There is currently no specific clinical test or procedure that can definitively diagnose Alzheimer's disease. Alzheimer's disease is therefore considered a diagnosis of exclusion - in other words, the many other possible causes of dementia must be ruled out by thorough evaluation before the clinical diagnosis of Alzheimer's disease can be made. To do this, the doctor will:

  • obtain a detailed history
  • conduct a physical (including neurological) examination
  • test intellectual functioning (often referred to as a cognitive assessment or mental status exam)
  • order various laboratory tests and usually some form of imaging procedure

The reason a thorough evaluation is so important is that sometimes other treatable causes of dementia are detected. For example, although Alzheimer's disease cannot be diagnosed by a specific laboratory test, laboratory testing may reveal another cause (e.g., thyroid problems) of symptoms similar to those of Alzheimer's disease.
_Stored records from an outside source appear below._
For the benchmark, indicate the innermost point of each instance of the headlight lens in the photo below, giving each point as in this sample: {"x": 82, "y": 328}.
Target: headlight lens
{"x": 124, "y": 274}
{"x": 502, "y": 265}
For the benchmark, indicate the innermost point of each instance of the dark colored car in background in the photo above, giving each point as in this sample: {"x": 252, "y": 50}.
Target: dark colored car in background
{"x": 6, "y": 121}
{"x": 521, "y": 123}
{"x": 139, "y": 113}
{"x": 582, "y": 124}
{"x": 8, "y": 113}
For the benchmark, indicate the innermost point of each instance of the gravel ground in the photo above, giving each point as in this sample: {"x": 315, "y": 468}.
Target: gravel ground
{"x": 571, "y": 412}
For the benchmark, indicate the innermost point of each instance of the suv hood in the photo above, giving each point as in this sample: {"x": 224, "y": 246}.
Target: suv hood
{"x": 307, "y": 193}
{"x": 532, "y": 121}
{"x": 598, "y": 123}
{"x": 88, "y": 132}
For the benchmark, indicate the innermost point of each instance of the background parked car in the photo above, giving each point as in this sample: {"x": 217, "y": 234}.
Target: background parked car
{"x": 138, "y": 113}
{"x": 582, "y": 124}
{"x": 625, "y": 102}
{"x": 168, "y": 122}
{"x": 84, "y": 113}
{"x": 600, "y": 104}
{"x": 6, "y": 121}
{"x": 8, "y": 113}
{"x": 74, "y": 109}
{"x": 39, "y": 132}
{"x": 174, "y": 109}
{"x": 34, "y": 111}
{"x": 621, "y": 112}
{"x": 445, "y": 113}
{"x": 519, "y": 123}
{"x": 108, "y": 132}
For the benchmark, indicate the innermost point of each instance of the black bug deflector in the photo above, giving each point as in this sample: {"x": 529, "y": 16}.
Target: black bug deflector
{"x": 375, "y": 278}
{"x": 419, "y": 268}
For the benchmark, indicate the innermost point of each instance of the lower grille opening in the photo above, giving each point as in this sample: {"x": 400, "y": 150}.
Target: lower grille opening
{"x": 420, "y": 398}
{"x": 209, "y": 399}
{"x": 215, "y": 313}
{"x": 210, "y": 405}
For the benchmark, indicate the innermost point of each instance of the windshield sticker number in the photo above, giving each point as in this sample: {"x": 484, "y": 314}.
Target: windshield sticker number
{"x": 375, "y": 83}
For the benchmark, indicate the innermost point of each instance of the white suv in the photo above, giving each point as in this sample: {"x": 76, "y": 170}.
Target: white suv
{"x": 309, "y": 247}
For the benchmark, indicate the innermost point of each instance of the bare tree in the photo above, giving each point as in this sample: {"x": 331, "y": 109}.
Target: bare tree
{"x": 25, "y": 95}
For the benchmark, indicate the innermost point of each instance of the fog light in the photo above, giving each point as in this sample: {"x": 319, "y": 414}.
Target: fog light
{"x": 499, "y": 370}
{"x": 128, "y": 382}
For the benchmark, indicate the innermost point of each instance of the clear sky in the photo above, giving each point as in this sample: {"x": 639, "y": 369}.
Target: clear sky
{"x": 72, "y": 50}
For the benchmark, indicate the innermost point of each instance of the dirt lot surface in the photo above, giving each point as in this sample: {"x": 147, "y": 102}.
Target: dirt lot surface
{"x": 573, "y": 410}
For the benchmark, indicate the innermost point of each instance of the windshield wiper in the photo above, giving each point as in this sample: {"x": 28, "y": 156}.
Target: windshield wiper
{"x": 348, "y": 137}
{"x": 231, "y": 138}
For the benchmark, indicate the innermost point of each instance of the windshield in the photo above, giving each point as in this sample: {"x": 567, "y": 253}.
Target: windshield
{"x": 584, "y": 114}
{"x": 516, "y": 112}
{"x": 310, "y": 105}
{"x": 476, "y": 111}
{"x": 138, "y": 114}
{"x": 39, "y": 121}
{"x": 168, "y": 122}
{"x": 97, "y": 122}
There are 4 major diagnostic imaging techniques that can be used in the process of diagnosis:

  • computerized tomography (CT)
  • magnetic resonance imaging (MRI)
  • single photon emission computerized tomography (SPECT)
  • positron emission tomography (PET)

None of these can provide a definitive diagnosis, but all of them can help. Although each technique can yield images consistent with Alzheimer's disease, the real value of these tests is the ability to diagnose other causes of dementia that can mimic Alzheimer's disease. For example, an MRI scan may establish that symptoms are due to a blood clot.

The use of genetic tests to diagnose Alzheimer's disease is limited to inherited, early-onset forms of the disease. Testing for late-onset Alzheimer's disease is not recommended, since testing cannot predict who will develop Alzheimer's disease and who will not.

Ultimately, a definitive diagnosis of Alzheimer's disease requires confirmation of the diagnosis by brain biopsy or autopsy. So, a diagnosis by your doctor is a "probable" rather than a "definitive" one.